According to a recent Census Bureau report, New Hampshire now tops the nation in median household income. That gives additional weight to a new study of the Granite State’s methods of raising revenues, from the NH Fiscal Policy Institute. Here’s their announcement, and links to the study:
“The New Hampshire Fiscal Policy Institute (NHFPI) is pleased to announce the release of its latest report, An Overview of New Hampshire’s Tax System.
Looking back over the two decades from FY 1990 through FY 2009, the report explores some of the recent trends in tax collections in New Hampshire, provides a brief description of each of the state’s eight major sources of tax revenue, and highlights several characteristics of the state’s tax system that can help guide policymakers in devising a response to the fiscal challenges now before New Hampshire. Of note, the report finds that:
- Taxes in New Hampshire are substantially lower than in most states.
- New Hampshire’s tax system is regressive.
- New Hampshire’s tax system has struggled to keep pace with economic growth over the course of the past decade.

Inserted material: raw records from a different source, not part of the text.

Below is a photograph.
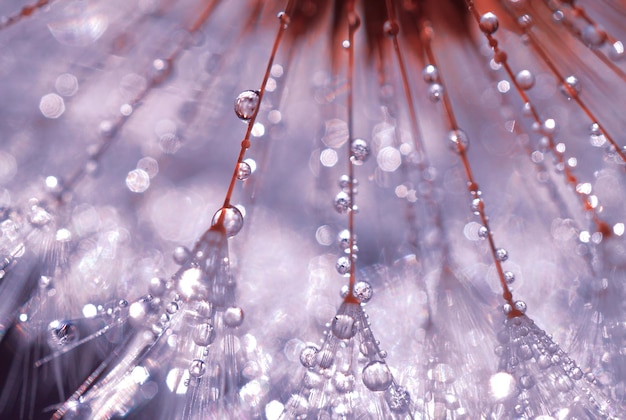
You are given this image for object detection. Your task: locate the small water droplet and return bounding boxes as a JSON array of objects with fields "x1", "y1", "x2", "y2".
[
  {"x1": 447, "y1": 129, "x2": 469, "y2": 153},
  {"x1": 514, "y1": 300, "x2": 527, "y2": 313},
  {"x1": 299, "y1": 345, "x2": 318, "y2": 368},
  {"x1": 236, "y1": 162, "x2": 251, "y2": 180},
  {"x1": 224, "y1": 306, "x2": 244, "y2": 328},
  {"x1": 334, "y1": 192, "x2": 352, "y2": 214},
  {"x1": 193, "y1": 322, "x2": 215, "y2": 346},
  {"x1": 350, "y1": 138, "x2": 369, "y2": 165},
  {"x1": 336, "y1": 256, "x2": 351, "y2": 275},
  {"x1": 48, "y1": 321, "x2": 79, "y2": 348},
  {"x1": 428, "y1": 83, "x2": 444, "y2": 102},
  {"x1": 353, "y1": 281, "x2": 373, "y2": 303},
  {"x1": 496, "y1": 248, "x2": 509, "y2": 262},
  {"x1": 422, "y1": 65, "x2": 439, "y2": 83},
  {"x1": 189, "y1": 359, "x2": 206, "y2": 378},
  {"x1": 479, "y1": 12, "x2": 499, "y2": 34}
]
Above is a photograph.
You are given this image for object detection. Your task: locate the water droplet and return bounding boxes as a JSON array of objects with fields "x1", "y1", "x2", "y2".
[
  {"x1": 581, "y1": 24, "x2": 607, "y2": 47},
  {"x1": 514, "y1": 300, "x2": 527, "y2": 313},
  {"x1": 193, "y1": 322, "x2": 215, "y2": 346},
  {"x1": 126, "y1": 168, "x2": 150, "y2": 193},
  {"x1": 609, "y1": 41, "x2": 625, "y2": 61},
  {"x1": 504, "y1": 271, "x2": 515, "y2": 284},
  {"x1": 277, "y1": 11, "x2": 290, "y2": 28},
  {"x1": 517, "y1": 14, "x2": 533, "y2": 28},
  {"x1": 336, "y1": 256, "x2": 351, "y2": 275},
  {"x1": 353, "y1": 281, "x2": 373, "y2": 303},
  {"x1": 383, "y1": 20, "x2": 400, "y2": 37},
  {"x1": 166, "y1": 301, "x2": 179, "y2": 314},
  {"x1": 429, "y1": 83, "x2": 444, "y2": 102},
  {"x1": 211, "y1": 206, "x2": 244, "y2": 237},
  {"x1": 151, "y1": 58, "x2": 172, "y2": 84},
  {"x1": 224, "y1": 306, "x2": 244, "y2": 328},
  {"x1": 299, "y1": 345, "x2": 318, "y2": 368},
  {"x1": 173, "y1": 246, "x2": 191, "y2": 265},
  {"x1": 334, "y1": 191, "x2": 351, "y2": 214},
  {"x1": 519, "y1": 374, "x2": 535, "y2": 389},
  {"x1": 447, "y1": 129, "x2": 469, "y2": 153},
  {"x1": 560, "y1": 75, "x2": 581, "y2": 100},
  {"x1": 332, "y1": 314, "x2": 356, "y2": 339},
  {"x1": 189, "y1": 359, "x2": 206, "y2": 378},
  {"x1": 234, "y1": 90, "x2": 260, "y2": 121},
  {"x1": 517, "y1": 344, "x2": 533, "y2": 360},
  {"x1": 496, "y1": 248, "x2": 509, "y2": 262},
  {"x1": 48, "y1": 321, "x2": 79, "y2": 347},
  {"x1": 478, "y1": 226, "x2": 489, "y2": 239},
  {"x1": 337, "y1": 229, "x2": 354, "y2": 250},
  {"x1": 471, "y1": 197, "x2": 483, "y2": 215},
  {"x1": 237, "y1": 162, "x2": 251, "y2": 180},
  {"x1": 479, "y1": 12, "x2": 499, "y2": 34},
  {"x1": 350, "y1": 138, "x2": 369, "y2": 165},
  {"x1": 362, "y1": 360, "x2": 392, "y2": 391},
  {"x1": 423, "y1": 64, "x2": 439, "y2": 83},
  {"x1": 515, "y1": 69, "x2": 535, "y2": 90}
]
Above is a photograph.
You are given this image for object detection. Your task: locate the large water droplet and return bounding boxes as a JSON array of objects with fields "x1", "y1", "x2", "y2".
[
  {"x1": 234, "y1": 90, "x2": 260, "y2": 121},
  {"x1": 362, "y1": 360, "x2": 392, "y2": 391},
  {"x1": 193, "y1": 322, "x2": 215, "y2": 346},
  {"x1": 211, "y1": 206, "x2": 244, "y2": 237},
  {"x1": 332, "y1": 314, "x2": 356, "y2": 339}
]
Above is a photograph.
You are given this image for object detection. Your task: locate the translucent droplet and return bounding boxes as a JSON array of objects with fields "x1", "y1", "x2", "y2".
[
  {"x1": 517, "y1": 344, "x2": 533, "y2": 360},
  {"x1": 166, "y1": 301, "x2": 179, "y2": 314},
  {"x1": 517, "y1": 14, "x2": 533, "y2": 28},
  {"x1": 383, "y1": 20, "x2": 400, "y2": 37},
  {"x1": 515, "y1": 69, "x2": 535, "y2": 90},
  {"x1": 338, "y1": 175, "x2": 357, "y2": 193},
  {"x1": 362, "y1": 360, "x2": 392, "y2": 391},
  {"x1": 173, "y1": 246, "x2": 191, "y2": 265},
  {"x1": 126, "y1": 168, "x2": 150, "y2": 193},
  {"x1": 479, "y1": 12, "x2": 499, "y2": 34},
  {"x1": 234, "y1": 90, "x2": 260, "y2": 121},
  {"x1": 332, "y1": 314, "x2": 356, "y2": 339},
  {"x1": 504, "y1": 271, "x2": 515, "y2": 284},
  {"x1": 353, "y1": 281, "x2": 373, "y2": 303},
  {"x1": 609, "y1": 41, "x2": 625, "y2": 61},
  {"x1": 236, "y1": 162, "x2": 252, "y2": 180},
  {"x1": 224, "y1": 306, "x2": 244, "y2": 328},
  {"x1": 151, "y1": 58, "x2": 172, "y2": 84},
  {"x1": 336, "y1": 256, "x2": 351, "y2": 275},
  {"x1": 581, "y1": 24, "x2": 607, "y2": 47},
  {"x1": 514, "y1": 300, "x2": 527, "y2": 313},
  {"x1": 211, "y1": 206, "x2": 244, "y2": 237},
  {"x1": 423, "y1": 64, "x2": 439, "y2": 83},
  {"x1": 48, "y1": 321, "x2": 79, "y2": 347},
  {"x1": 350, "y1": 138, "x2": 370, "y2": 165},
  {"x1": 277, "y1": 11, "x2": 290, "y2": 28},
  {"x1": 496, "y1": 248, "x2": 509, "y2": 262},
  {"x1": 471, "y1": 197, "x2": 483, "y2": 215},
  {"x1": 189, "y1": 359, "x2": 206, "y2": 378},
  {"x1": 447, "y1": 129, "x2": 469, "y2": 153},
  {"x1": 429, "y1": 83, "x2": 444, "y2": 102},
  {"x1": 193, "y1": 322, "x2": 215, "y2": 346},
  {"x1": 560, "y1": 75, "x2": 581, "y2": 100},
  {"x1": 334, "y1": 191, "x2": 351, "y2": 214},
  {"x1": 478, "y1": 226, "x2": 489, "y2": 239},
  {"x1": 299, "y1": 345, "x2": 318, "y2": 368}
]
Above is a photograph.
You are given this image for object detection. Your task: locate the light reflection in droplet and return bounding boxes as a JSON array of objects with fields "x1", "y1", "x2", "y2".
[
  {"x1": 55, "y1": 73, "x2": 79, "y2": 97},
  {"x1": 39, "y1": 93, "x2": 65, "y2": 119},
  {"x1": 126, "y1": 169, "x2": 150, "y2": 193},
  {"x1": 377, "y1": 147, "x2": 401, "y2": 172}
]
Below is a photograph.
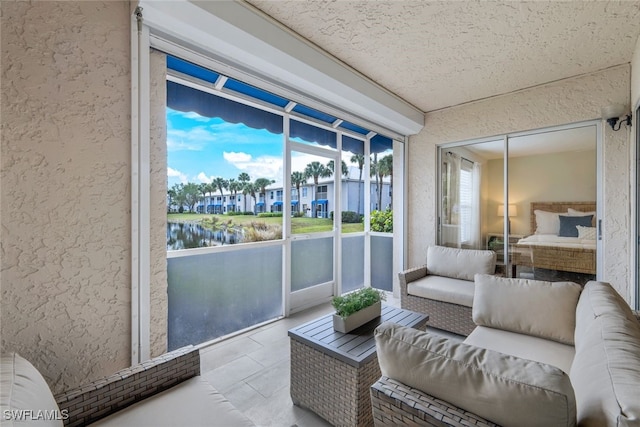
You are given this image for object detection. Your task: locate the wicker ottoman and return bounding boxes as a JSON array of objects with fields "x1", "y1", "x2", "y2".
[{"x1": 288, "y1": 305, "x2": 428, "y2": 426}]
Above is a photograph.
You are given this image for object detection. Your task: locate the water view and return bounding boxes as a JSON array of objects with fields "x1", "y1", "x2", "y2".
[{"x1": 167, "y1": 221, "x2": 243, "y2": 250}]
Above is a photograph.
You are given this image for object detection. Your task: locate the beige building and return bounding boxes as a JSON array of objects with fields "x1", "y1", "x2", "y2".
[{"x1": 2, "y1": 1, "x2": 640, "y2": 396}]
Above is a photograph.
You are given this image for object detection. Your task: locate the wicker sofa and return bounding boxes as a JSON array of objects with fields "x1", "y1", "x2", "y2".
[
  {"x1": 399, "y1": 245, "x2": 496, "y2": 336},
  {"x1": 372, "y1": 276, "x2": 640, "y2": 427},
  {"x1": 1, "y1": 346, "x2": 254, "y2": 427}
]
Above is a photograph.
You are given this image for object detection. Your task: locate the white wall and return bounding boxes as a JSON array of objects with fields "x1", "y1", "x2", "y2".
[
  {"x1": 408, "y1": 65, "x2": 632, "y2": 302},
  {"x1": 485, "y1": 149, "x2": 597, "y2": 236}
]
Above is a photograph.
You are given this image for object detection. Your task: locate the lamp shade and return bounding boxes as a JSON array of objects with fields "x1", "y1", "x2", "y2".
[{"x1": 497, "y1": 204, "x2": 518, "y2": 217}]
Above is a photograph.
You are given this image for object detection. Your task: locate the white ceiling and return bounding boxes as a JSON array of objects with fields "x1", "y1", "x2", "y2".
[{"x1": 245, "y1": 0, "x2": 640, "y2": 113}]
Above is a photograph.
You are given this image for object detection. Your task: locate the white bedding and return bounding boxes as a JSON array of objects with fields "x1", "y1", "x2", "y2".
[{"x1": 516, "y1": 234, "x2": 596, "y2": 250}]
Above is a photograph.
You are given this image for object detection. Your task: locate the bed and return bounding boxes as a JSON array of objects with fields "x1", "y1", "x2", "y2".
[{"x1": 511, "y1": 201, "x2": 596, "y2": 275}]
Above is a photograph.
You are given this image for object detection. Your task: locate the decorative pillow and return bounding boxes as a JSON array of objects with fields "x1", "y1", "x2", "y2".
[
  {"x1": 534, "y1": 209, "x2": 561, "y2": 235},
  {"x1": 576, "y1": 225, "x2": 596, "y2": 240},
  {"x1": 375, "y1": 322, "x2": 577, "y2": 427},
  {"x1": 473, "y1": 274, "x2": 582, "y2": 345},
  {"x1": 567, "y1": 208, "x2": 596, "y2": 227},
  {"x1": 558, "y1": 215, "x2": 593, "y2": 238}
]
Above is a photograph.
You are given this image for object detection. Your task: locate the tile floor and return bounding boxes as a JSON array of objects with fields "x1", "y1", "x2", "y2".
[{"x1": 199, "y1": 293, "x2": 460, "y2": 426}]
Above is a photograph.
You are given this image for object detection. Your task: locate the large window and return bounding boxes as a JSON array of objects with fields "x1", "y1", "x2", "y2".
[{"x1": 165, "y1": 55, "x2": 399, "y2": 348}]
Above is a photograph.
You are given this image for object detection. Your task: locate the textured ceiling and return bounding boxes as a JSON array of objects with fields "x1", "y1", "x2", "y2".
[{"x1": 245, "y1": 0, "x2": 640, "y2": 112}]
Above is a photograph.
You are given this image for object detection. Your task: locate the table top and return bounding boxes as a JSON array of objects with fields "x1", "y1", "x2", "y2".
[{"x1": 288, "y1": 305, "x2": 428, "y2": 367}]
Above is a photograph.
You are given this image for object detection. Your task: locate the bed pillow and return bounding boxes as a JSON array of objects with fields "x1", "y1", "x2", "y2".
[
  {"x1": 558, "y1": 215, "x2": 593, "y2": 238},
  {"x1": 576, "y1": 225, "x2": 596, "y2": 240},
  {"x1": 534, "y1": 210, "x2": 561, "y2": 235},
  {"x1": 567, "y1": 208, "x2": 596, "y2": 227}
]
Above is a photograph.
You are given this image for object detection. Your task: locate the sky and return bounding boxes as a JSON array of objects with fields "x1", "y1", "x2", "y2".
[{"x1": 166, "y1": 108, "x2": 374, "y2": 191}]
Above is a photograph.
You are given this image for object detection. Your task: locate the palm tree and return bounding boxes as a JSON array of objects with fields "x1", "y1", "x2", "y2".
[
  {"x1": 254, "y1": 178, "x2": 275, "y2": 213},
  {"x1": 243, "y1": 182, "x2": 258, "y2": 213},
  {"x1": 228, "y1": 178, "x2": 241, "y2": 212},
  {"x1": 304, "y1": 161, "x2": 331, "y2": 217},
  {"x1": 212, "y1": 177, "x2": 228, "y2": 214},
  {"x1": 370, "y1": 153, "x2": 380, "y2": 210},
  {"x1": 350, "y1": 154, "x2": 365, "y2": 215},
  {"x1": 238, "y1": 172, "x2": 251, "y2": 212},
  {"x1": 198, "y1": 183, "x2": 209, "y2": 213},
  {"x1": 291, "y1": 171, "x2": 306, "y2": 214},
  {"x1": 327, "y1": 160, "x2": 349, "y2": 178},
  {"x1": 379, "y1": 154, "x2": 393, "y2": 207}
]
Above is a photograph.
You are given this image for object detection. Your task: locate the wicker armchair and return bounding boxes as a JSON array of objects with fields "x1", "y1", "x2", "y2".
[
  {"x1": 399, "y1": 265, "x2": 475, "y2": 336},
  {"x1": 370, "y1": 376, "x2": 497, "y2": 427}
]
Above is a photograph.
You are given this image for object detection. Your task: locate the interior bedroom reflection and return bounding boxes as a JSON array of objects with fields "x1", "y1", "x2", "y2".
[{"x1": 438, "y1": 125, "x2": 597, "y2": 285}]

Due in large measure to the recent national recession and the continuing struggle to recover from it, New Hampshire will face a budget shortfall on the order of several hundred million dollars over the upcoming FY 2012-2013 biennium. The source and size of that deficit should compel state policymakers to use a balanced approach in resolving it, an approach that is not limited simply to reductions in state expenditures, but one that contemplates meaningful changes in the state’s tax system as well. NHFPI’s latest report not only demonstrates that policymakers can choose to generate additional revenue without significantly altering New Hampshire’s relative standing among the states, but also provides a context for assessing specific changes in tax policy.”